VPR has found that the Shumlin administration held some indication of the alleged fraud 18 months before the state filed charges. Officials confirm they had suspicions, which led to an investigation.
Yet weeks after that investigation was launched in February 2015, the Shumlin administration made a "calculated risk" to let the venture continue while investigations were underway. Two of Jay Peak's projects had previously been suspended from marketing securities offerings to investors. In March and July 2015, those suspensions were lifted.
The question of what officials knew, and when, is important because for months while Jay Peak was under investigation, its principals still solicited more investors.
At an April press conference announcing the charges, Shumlin said despite red flags that stand out in hindsight, there’s no way his administration could have prevented this alleged $200 million-plus fraud.

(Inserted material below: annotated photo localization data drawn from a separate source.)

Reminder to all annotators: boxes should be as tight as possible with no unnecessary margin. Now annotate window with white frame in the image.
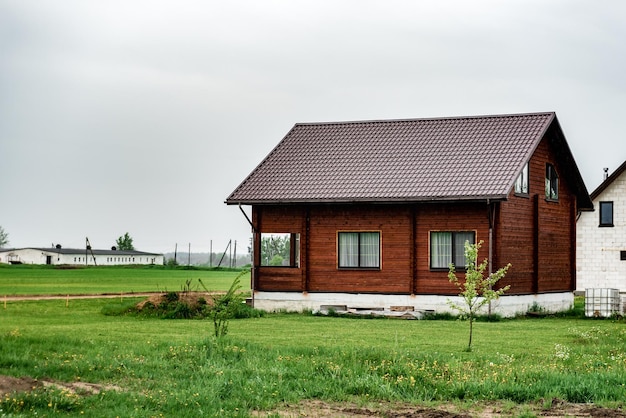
[514,163,529,194]
[338,231,380,268]
[545,163,559,200]
[430,231,476,269]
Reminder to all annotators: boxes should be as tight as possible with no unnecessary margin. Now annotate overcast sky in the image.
[1,0,625,254]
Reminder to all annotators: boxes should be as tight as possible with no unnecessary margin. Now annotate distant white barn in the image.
[576,160,626,292]
[0,247,164,266]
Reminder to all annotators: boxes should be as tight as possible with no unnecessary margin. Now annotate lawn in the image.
[1,295,625,417]
[0,264,249,295]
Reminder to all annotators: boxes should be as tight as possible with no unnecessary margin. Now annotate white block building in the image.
[576,160,626,292]
[0,247,164,266]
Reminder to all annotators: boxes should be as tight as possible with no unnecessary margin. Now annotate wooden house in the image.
[576,159,626,295]
[226,112,593,316]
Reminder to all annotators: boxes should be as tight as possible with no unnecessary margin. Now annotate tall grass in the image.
[1,298,625,416]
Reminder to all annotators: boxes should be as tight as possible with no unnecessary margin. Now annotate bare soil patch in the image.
[0,375,121,397]
[253,399,626,418]
[0,375,41,396]
[135,291,219,310]
[2,376,625,416]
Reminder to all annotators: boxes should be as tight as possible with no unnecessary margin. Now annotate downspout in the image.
[304,207,310,293]
[570,195,577,291]
[238,204,254,231]
[487,199,494,317]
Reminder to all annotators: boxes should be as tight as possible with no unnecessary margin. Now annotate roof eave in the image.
[226,195,508,206]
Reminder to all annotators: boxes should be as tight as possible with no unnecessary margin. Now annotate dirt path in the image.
[2,375,624,418]
[257,399,626,417]
[1,292,162,301]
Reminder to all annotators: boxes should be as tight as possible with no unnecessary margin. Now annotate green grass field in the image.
[0,264,250,295]
[1,300,625,417]
[0,266,625,417]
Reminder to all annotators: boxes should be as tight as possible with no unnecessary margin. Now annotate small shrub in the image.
[164,291,179,303]
[475,313,503,322]
[231,301,265,319]
[200,270,249,337]
[102,271,260,324]
[422,311,457,320]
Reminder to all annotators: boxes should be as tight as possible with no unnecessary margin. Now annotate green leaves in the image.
[0,225,9,248]
[448,240,511,350]
[200,270,247,338]
[115,232,135,251]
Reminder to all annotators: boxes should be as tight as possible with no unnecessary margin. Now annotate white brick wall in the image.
[577,173,626,291]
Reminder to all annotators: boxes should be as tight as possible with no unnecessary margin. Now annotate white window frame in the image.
[545,163,559,201]
[514,163,529,195]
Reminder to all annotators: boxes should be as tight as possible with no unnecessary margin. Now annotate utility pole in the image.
[217,240,231,268]
[85,237,97,266]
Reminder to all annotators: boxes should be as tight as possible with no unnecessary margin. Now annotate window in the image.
[514,163,529,194]
[338,232,380,268]
[599,201,614,227]
[545,163,559,200]
[260,233,300,267]
[430,231,476,269]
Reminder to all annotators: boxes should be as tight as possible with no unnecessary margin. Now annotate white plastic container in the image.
[585,288,620,318]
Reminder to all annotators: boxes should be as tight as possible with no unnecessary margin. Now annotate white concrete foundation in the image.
[251,291,575,318]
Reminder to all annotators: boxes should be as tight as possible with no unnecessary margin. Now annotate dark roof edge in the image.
[590,159,626,200]
[292,111,556,128]
[547,116,594,211]
[226,195,509,206]
[225,123,299,203]
[502,112,556,194]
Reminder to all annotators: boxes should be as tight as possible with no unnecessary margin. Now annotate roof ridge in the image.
[294,111,555,127]
[590,158,626,200]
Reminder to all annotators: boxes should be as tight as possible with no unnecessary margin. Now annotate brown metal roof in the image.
[226,112,592,208]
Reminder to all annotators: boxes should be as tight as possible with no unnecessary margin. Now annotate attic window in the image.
[599,202,614,227]
[514,163,529,194]
[545,163,559,201]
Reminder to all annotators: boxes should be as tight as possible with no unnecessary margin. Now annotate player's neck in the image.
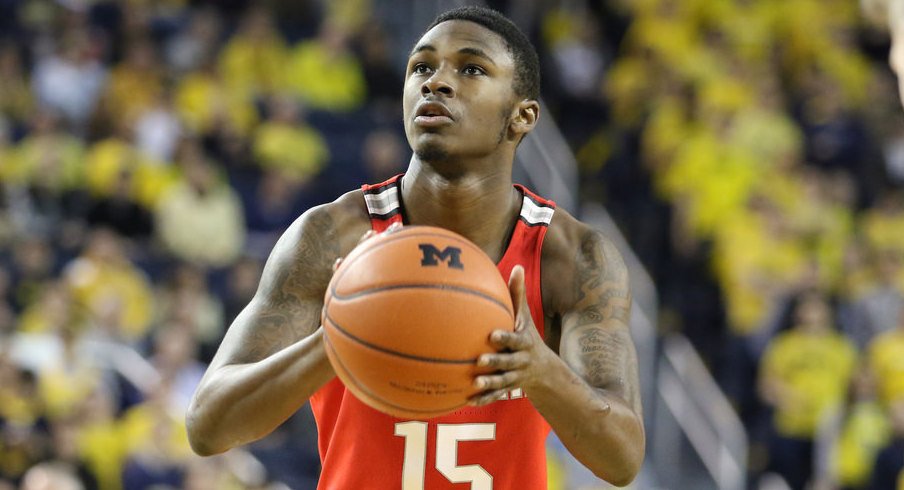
[401,160,521,262]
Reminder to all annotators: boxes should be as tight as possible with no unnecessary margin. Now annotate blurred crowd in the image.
[0,0,432,489]
[585,0,904,488]
[0,0,903,489]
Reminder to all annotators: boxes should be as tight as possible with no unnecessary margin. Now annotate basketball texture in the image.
[321,225,515,419]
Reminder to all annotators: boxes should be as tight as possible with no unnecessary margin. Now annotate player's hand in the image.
[469,265,556,406]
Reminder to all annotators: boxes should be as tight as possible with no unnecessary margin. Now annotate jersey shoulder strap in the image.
[361,174,404,232]
[514,184,556,226]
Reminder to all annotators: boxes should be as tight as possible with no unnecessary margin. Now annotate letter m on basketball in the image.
[418,244,464,269]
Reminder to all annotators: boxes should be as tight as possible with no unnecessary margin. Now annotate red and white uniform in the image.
[310,174,557,489]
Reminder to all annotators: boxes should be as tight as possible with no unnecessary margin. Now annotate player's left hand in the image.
[469,265,556,406]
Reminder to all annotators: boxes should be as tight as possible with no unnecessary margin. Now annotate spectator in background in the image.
[63,228,154,344]
[758,291,857,489]
[869,399,904,490]
[862,190,904,258]
[0,267,14,337]
[221,257,261,326]
[99,36,164,130]
[355,23,404,120]
[165,6,223,76]
[16,281,76,336]
[8,237,57,314]
[846,249,904,350]
[83,117,179,212]
[175,55,259,140]
[85,168,154,246]
[148,324,205,415]
[285,21,367,112]
[19,461,84,490]
[33,319,104,423]
[830,366,890,489]
[541,7,610,147]
[252,95,330,182]
[218,6,288,101]
[0,358,47,485]
[46,417,99,490]
[73,384,129,490]
[155,149,245,269]
[0,42,34,129]
[31,29,107,130]
[867,309,904,408]
[243,169,308,257]
[120,382,194,490]
[132,87,182,165]
[5,111,87,239]
[154,264,224,364]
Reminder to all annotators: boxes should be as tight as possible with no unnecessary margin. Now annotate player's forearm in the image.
[529,355,645,487]
[186,329,334,456]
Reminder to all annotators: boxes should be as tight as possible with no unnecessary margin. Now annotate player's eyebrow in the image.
[458,47,497,66]
[409,44,498,66]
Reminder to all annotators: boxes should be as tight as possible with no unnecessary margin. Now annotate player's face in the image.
[403,20,519,163]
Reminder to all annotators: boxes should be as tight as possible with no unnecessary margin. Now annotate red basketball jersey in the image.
[310,174,557,489]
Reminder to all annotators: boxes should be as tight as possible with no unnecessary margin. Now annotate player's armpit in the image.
[559,230,642,418]
[220,207,340,366]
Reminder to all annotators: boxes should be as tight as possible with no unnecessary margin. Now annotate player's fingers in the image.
[477,351,529,370]
[474,371,519,392]
[488,329,531,351]
[507,265,530,331]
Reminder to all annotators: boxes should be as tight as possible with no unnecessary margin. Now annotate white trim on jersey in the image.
[519,197,554,225]
[364,185,400,216]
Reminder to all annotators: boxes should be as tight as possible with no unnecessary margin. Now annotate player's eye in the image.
[411,63,433,75]
[462,65,486,76]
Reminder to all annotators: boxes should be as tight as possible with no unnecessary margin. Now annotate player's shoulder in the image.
[288,188,372,257]
[541,208,626,310]
[543,208,616,263]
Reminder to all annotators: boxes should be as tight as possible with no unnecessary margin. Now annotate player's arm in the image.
[186,201,357,456]
[471,224,644,486]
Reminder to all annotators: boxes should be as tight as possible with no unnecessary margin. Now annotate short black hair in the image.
[426,6,540,100]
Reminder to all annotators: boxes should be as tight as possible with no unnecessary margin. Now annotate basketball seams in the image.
[324,310,483,364]
[323,331,466,417]
[331,283,513,318]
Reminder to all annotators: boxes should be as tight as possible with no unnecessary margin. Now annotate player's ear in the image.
[509,99,539,140]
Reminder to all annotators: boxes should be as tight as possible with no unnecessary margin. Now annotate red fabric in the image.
[311,176,557,489]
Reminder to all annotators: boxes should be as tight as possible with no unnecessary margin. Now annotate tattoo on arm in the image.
[568,231,641,414]
[232,210,340,363]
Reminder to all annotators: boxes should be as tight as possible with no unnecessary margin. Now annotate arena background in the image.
[0,0,901,489]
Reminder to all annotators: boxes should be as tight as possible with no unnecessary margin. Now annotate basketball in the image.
[321,225,515,419]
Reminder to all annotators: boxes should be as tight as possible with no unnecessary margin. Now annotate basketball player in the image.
[863,0,904,105]
[186,6,645,488]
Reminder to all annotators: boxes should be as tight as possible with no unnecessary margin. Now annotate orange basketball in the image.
[321,225,515,419]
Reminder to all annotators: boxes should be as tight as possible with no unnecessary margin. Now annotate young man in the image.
[186,6,645,488]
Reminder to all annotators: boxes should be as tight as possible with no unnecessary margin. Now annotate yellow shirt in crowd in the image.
[868,329,904,406]
[761,329,857,438]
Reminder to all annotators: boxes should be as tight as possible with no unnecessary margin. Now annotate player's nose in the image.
[421,71,454,97]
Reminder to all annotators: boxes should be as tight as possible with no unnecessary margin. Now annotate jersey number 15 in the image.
[395,421,496,490]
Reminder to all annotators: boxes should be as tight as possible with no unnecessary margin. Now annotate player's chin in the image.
[413,139,452,163]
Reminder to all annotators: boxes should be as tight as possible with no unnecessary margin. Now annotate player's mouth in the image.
[414,101,454,127]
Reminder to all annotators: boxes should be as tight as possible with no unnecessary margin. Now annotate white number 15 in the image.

“I don’t think there’s anything I could have done differently previously without knowing the facts," he said.
The heart of the lawsuits against Jay Peak owner Ariel Quiros and president Bill Stenger is this: The two men allegedly pooled investments from several different developments, when each project’s funding was supposed to stay separate. And, Quiros allegedly used those pooled investments as collateral to secure millions of dollars in loans.
And VPR has learned that state officials actually received a preview of some of the alleged fraud in November 2014. The leaked documents came from an early Jay Peak investor, Tony Sutton, who declined to comment for this story. Following publication of this story on Thursday, July 14, VPR obtained the documents in question. Prior interviews indicated it was a financial statement or excerpts from financial statements held with Raymond James Financial.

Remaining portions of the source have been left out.